Group coach Jon Casson gathered his group together, children ranging from 7 to 10 crowding around.
“The most important thing is safety,” he announced before proceeding with a thorough check of each bike in his group.
Learning bike safety is one of the most important parts of the whole effort, Seymour said, citing her own sons’ struggles with picking it up.
“It’s important for people to realize kids are on their bikes so much more during the summer, and they’re out and around town,” she said. “When I see a kid on a bike, I realize a 9-year-old can’t always make totally good judgments. He can’t always completely judge the speed of a car.”
Better than they know
Seymour’s small and unofficial program last summer quickly grew, until she was escorting 20 youths around town on bikes.
She hired experienced teenagers to help shepherd the group and started charging $3 per child, per ride.
Teenagers working for a few bucks gave way this year to some of the most experienced bikers in Steamboat Springs, who are all volunteering their time.
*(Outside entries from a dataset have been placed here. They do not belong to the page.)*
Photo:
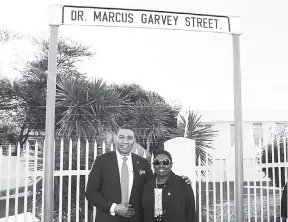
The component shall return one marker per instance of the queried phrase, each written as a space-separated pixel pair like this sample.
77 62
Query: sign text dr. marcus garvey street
134 18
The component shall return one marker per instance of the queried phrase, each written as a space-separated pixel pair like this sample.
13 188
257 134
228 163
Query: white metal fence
21 184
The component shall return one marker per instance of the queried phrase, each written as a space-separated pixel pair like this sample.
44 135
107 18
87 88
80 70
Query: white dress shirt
131 175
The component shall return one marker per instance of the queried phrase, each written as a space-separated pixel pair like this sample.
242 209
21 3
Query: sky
193 68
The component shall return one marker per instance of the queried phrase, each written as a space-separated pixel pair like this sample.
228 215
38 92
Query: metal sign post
238 131
50 126
138 18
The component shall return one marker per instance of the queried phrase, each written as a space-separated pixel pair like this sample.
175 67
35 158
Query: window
206 126
257 133
232 134
280 126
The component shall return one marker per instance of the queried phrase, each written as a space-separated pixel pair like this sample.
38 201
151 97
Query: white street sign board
138 18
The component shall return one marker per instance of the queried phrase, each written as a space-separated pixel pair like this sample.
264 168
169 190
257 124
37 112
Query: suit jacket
178 202
103 187
284 206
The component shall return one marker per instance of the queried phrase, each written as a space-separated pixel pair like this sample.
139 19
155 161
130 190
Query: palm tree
203 136
149 119
91 108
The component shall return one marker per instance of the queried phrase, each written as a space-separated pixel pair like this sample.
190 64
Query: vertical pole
50 125
238 131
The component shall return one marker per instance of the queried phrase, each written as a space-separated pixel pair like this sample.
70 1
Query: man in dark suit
116 179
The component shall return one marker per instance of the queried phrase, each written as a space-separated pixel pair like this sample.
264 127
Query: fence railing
21 183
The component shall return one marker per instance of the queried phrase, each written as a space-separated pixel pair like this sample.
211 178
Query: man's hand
187 179
124 210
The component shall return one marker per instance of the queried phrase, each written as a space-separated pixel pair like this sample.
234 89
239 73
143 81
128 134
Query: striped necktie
124 181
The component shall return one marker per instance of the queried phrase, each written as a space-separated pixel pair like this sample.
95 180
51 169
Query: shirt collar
119 156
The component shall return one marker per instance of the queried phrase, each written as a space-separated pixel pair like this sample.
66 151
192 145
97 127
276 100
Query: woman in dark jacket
167 197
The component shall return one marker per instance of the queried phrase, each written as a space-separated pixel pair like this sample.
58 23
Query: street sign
139 18
148 19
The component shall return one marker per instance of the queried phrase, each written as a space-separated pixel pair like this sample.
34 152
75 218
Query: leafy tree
274 152
30 89
153 119
92 108
203 136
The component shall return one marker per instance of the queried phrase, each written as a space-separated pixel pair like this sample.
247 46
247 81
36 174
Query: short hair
163 152
124 127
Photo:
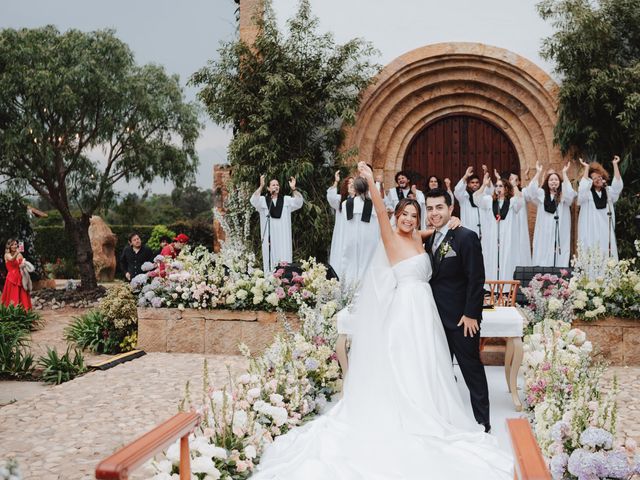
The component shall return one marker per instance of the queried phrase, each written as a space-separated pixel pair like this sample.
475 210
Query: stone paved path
63 433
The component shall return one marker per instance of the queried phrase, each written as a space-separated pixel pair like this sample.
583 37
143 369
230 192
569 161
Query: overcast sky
182 36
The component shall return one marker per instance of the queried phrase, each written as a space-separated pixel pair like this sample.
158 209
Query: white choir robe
544 235
391 200
335 254
280 228
359 242
509 252
594 227
469 216
523 241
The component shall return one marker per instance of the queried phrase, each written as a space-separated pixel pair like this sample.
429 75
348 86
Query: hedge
53 242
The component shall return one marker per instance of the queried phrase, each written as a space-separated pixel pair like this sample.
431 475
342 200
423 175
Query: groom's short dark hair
436 193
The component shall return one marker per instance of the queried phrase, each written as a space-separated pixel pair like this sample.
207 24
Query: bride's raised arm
386 231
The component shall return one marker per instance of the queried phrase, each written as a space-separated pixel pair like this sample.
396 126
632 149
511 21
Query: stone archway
446 79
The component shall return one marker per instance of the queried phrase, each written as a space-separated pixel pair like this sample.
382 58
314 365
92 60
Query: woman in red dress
13 292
Each group has a coach plus a junior coach who is typically a part of the SSWSC’s biking program for older members.
Guiding groups Thursday, in addition to Casson, were top area competitors such as Nate Bird and Kelly Boniface, who recently won the cross-country mountain biking event at the 2008 Teva Mountain Games in Vail.
“It’s important that the kids aren’t just biking with their parents,” Seymour said. “They tend to not whine and cry, and they do a lot more. They’re more capable than they realize, and when they’re riding with their friends and a coach, they tend to buck up and do more. It’s pretty neat to see.”
Organizers also plan to put the youths to work later in the summer, showing them exactly how Steamboat came to have such a wide variety of singletrack mountain biking trails.
And there are even more benefits. Seymour said she hopes she is creating the next flight of mountain bike competitors by getting the children on mountain bikes early and giving them the chance to mix with older and more successful youths and top-line biking adults.
“We focus more on competition, but those guys are focusing more on all-around biking. Still, it will be a big help,” said Ben Clark, who oversees the biking program for older SSWSC competitors.
He said he hopes to one day reap the benefits of the youth program.
“We’re trying to get athletes to think about endurance sports during the summer, too, but I wouldn’t say we’re just putting skiers and snowboarders on bikes. A lot of our athletes travel around to compete,” he said.
The youth biking group meets every Thursday morning at 8:30 at the foot of Howelsen Hill. Riding in the full eight weeks costs bikers $100. Due to the overwhelming response, Seymour said the course is filled up for this summer.